Close your eyes to the inner suburbs of grey apartment blocks and graffiti scarred walls and Paris is always beautiful. Baron Hausmann’s 19th century reordering of the city was ill fortune for the tens of thousands displaced as their poor streets were swept away to make space for elegant houses and tree line boulevards, but it created a city centre like no other in the world. Yet in August, even most of the Parsians seem to have left the city in its stifling humidity; many shops and businesses bear signs announcing they are closed for two, three or even four weeks (one bar in Montmartre had a notice that it was closed from 14th July to 30th August, inclusive).

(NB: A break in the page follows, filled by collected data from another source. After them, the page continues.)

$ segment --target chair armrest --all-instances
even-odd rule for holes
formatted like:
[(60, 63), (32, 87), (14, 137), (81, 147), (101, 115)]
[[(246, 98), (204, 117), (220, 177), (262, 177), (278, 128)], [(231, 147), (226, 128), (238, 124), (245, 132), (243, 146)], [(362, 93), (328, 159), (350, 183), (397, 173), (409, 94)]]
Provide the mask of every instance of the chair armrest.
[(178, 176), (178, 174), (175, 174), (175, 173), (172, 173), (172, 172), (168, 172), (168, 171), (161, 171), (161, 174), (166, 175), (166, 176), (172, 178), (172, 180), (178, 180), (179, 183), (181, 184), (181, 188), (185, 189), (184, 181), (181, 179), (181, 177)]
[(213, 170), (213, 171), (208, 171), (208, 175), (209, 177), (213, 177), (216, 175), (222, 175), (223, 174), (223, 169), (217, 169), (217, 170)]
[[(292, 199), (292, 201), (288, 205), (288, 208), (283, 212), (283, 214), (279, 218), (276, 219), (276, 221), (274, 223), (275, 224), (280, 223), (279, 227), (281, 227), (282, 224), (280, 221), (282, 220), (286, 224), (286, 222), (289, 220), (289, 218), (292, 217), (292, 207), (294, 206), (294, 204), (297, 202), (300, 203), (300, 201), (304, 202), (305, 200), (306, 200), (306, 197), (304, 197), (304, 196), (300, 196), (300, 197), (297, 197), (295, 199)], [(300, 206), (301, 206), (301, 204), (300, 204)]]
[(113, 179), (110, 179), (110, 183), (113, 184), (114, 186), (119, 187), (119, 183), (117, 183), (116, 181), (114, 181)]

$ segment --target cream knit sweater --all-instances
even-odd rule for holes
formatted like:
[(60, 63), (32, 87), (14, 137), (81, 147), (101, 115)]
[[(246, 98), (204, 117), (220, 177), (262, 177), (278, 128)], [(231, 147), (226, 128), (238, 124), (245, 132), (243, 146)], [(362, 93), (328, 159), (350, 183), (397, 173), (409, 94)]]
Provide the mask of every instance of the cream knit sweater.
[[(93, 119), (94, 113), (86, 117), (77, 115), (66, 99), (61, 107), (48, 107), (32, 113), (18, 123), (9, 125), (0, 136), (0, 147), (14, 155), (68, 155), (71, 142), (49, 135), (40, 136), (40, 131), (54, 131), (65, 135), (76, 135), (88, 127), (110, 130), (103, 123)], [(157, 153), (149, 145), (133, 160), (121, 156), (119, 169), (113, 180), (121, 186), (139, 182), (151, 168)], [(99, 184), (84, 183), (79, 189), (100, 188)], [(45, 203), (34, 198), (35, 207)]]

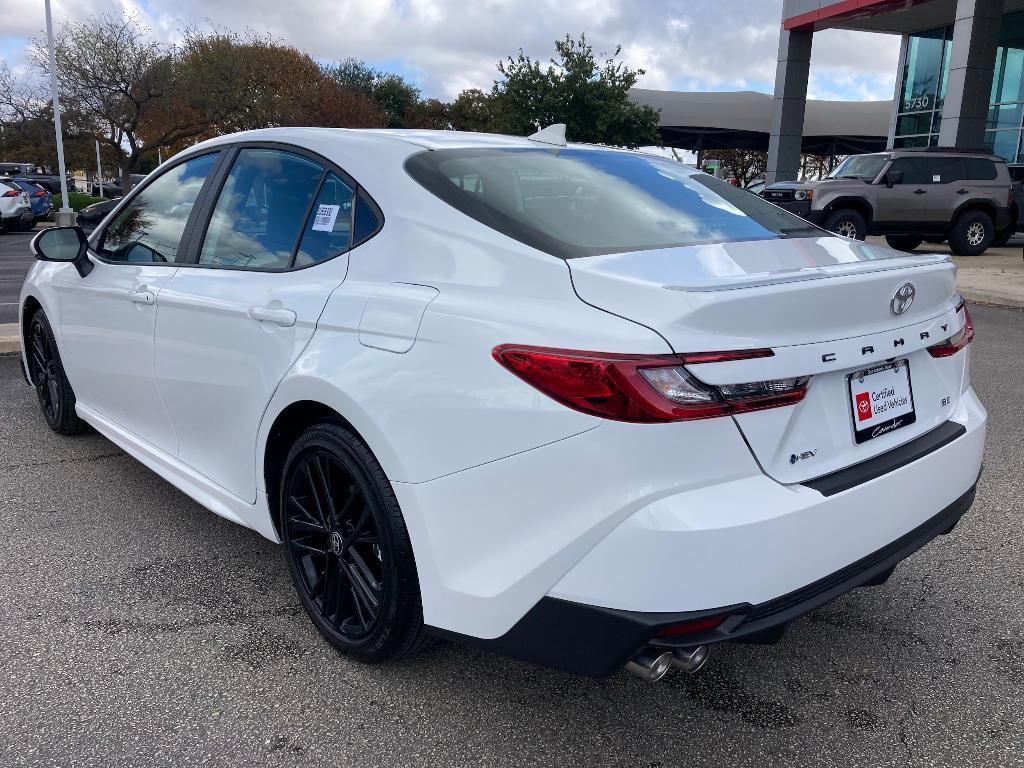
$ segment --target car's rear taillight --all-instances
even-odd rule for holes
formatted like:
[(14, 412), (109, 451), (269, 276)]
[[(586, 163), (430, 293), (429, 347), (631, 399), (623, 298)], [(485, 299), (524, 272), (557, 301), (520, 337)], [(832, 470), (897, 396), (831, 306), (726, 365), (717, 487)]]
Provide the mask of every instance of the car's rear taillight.
[(40, 189), (38, 192), (33, 192), (32, 193), (32, 197), (43, 197), (45, 194), (46, 194), (46, 192), (44, 190)]
[(6, 192), (4, 192), (2, 195), (0, 195), (0, 197), (17, 197), (20, 194), (21, 194), (21, 192), (15, 190), (15, 189), (9, 189)]
[(505, 368), (563, 405), (614, 421), (686, 421), (792, 405), (803, 399), (809, 381), (801, 376), (713, 387), (683, 366), (769, 357), (771, 350), (622, 355), (503, 344), (493, 354)]
[(974, 321), (971, 320), (971, 313), (967, 310), (967, 302), (961, 301), (956, 312), (959, 315), (961, 310), (964, 313), (963, 327), (945, 341), (933, 344), (928, 347), (928, 354), (932, 357), (949, 357), (955, 355), (974, 340)]

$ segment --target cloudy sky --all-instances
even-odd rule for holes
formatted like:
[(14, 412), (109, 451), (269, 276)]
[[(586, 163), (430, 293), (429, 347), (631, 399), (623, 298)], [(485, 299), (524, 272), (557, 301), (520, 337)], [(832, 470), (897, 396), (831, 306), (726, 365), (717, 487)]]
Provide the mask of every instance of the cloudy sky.
[[(770, 93), (782, 0), (52, 0), (54, 22), (136, 13), (155, 35), (182, 26), (251, 28), (335, 61), (349, 56), (399, 72), (426, 96), (489, 88), (495, 62), (523, 48), (547, 59), (552, 41), (585, 32), (601, 51), (646, 70), (639, 85)], [(26, 41), (45, 29), (42, 0), (0, 3), (0, 58), (24, 67)], [(891, 99), (899, 39), (815, 35), (811, 98)]]

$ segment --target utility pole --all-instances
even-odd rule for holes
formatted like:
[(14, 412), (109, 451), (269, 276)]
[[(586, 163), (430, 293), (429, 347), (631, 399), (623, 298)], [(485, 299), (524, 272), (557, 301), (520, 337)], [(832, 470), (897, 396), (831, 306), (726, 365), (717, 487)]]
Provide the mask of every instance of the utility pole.
[(68, 200), (68, 176), (64, 168), (64, 134), (60, 127), (60, 95), (57, 93), (57, 57), (53, 53), (53, 15), (50, 0), (46, 0), (46, 42), (50, 49), (50, 92), (53, 96), (53, 128), (57, 133), (57, 172), (60, 173), (60, 210), (57, 211), (57, 226), (72, 227), (75, 212)]
[(103, 197), (103, 166), (100, 165), (100, 140), (96, 139), (96, 181), (100, 185), (100, 197)]

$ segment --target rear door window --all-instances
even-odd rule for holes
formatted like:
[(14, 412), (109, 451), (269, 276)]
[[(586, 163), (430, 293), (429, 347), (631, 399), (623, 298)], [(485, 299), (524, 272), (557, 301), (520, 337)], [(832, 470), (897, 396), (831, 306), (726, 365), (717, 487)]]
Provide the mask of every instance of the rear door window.
[(962, 157), (928, 158), (928, 181), (932, 184), (950, 184), (967, 178), (967, 169)]
[(291, 152), (241, 150), (217, 198), (199, 263), (289, 268), (323, 172)]
[(335, 174), (327, 174), (295, 254), (296, 267), (308, 267), (348, 250), (352, 242), (354, 194)]

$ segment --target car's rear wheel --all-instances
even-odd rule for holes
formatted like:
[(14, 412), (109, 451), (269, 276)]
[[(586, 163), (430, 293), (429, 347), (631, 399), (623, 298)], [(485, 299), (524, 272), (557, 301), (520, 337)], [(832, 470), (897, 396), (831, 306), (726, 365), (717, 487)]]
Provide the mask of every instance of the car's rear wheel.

So it is time for some Treebeard moments and to head for the beaches of the Basque coast and the rugby grounds of Biarritz and Bayonne. The two are really in one big town, but between the teams there is a fierce rivalry. The difference between the supporters is like that between Leinster and Munster, which is not to pass judgment, but simply to observe that the supporters of Bayonne make much more noise than those of Biarritz. Biarritz open their league campaign on Sunday while Bayonne are at home the following week, hopefully in weather cooler than Bayonne’s first match last year which was played in bright sunshine and a temperature off 34 degrees.
Very different from Paris, a Basque summer comes before the return to the damp coldness of an Irish winter – not something Treebeard would have enjoyed.
I have a little ‘sheep’ motif on my car that Clare brought back from northern Spain, apparently it’s a Basque thing . .just looks like a sheep to me. Hope you manage to catch a match and the rain stays away.